甘棠感覺自己要瘋了。
「舔?舔我?你以為你是什麼東西,你是狗嗎——」
他鼓足勇氣,打算故技重施,再一次偽裝出強勢的樣子,打算以氣勢壓制住身後的「岑梓白」。
結果話還沒有說完,甘棠又聽見了一陣不祥的簌簌作響。樹叢再一次晃動了起來。
隨後,有一張浮腫而怪異的臉浮現在甘棠顫抖的手電光暈之中。
那是一張很陌生的,甘棠從未在封井村見過的臉。雖然如今它早已因為腐敗和那些在面部竅孔間來回穿梭的蟲子而五官模糊,但憑感覺,它生前應該是一個十分年輕且英俊的青年。
只可惜,如今它早已失去了人類的形態,頭顱也淪為蟲子寄居的巢穴。
甘棠的呼吸停止了一瞬。
「窸窸窣窣……」
黑夜中,新來者蠕動的聲音變得更加清晰,隨著枝葉搖動,很快甘棠就看到了它的全部身體——甘棠本來還下意識的以為自己即將迎來第2隻類似於張二叔的怪物,然而爬出樹叢後他才看到,那個年輕人只剩下了一顆頭。

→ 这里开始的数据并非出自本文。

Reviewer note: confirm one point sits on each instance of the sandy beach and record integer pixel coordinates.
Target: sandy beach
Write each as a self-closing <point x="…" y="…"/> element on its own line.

它的脖子後面拖著一根長長的像乳色蟒蛇般的軀體,細看之後才會發現那是無數糾結在一起的線蟲。
跟張二叔身體裡湧出來的線蟲相比,頭顱身上的線蟲明顯更加粗壯,也更加靈巧。
自然當它們帶著那顆頭行動起來的時候,表現得也更加迅捷。
更加糟糕的一點是,在他出現的一瞬間,甘棠便明顯感覺到,青年對他的「興趣」很大。
它甚至像是隨著印度舞蛇人的笛聲起舞的眼鏡蛇一般,扭曲的蟲軀高高地昂了起來,托舉著死人的頭顱朝著甘棠探了過來。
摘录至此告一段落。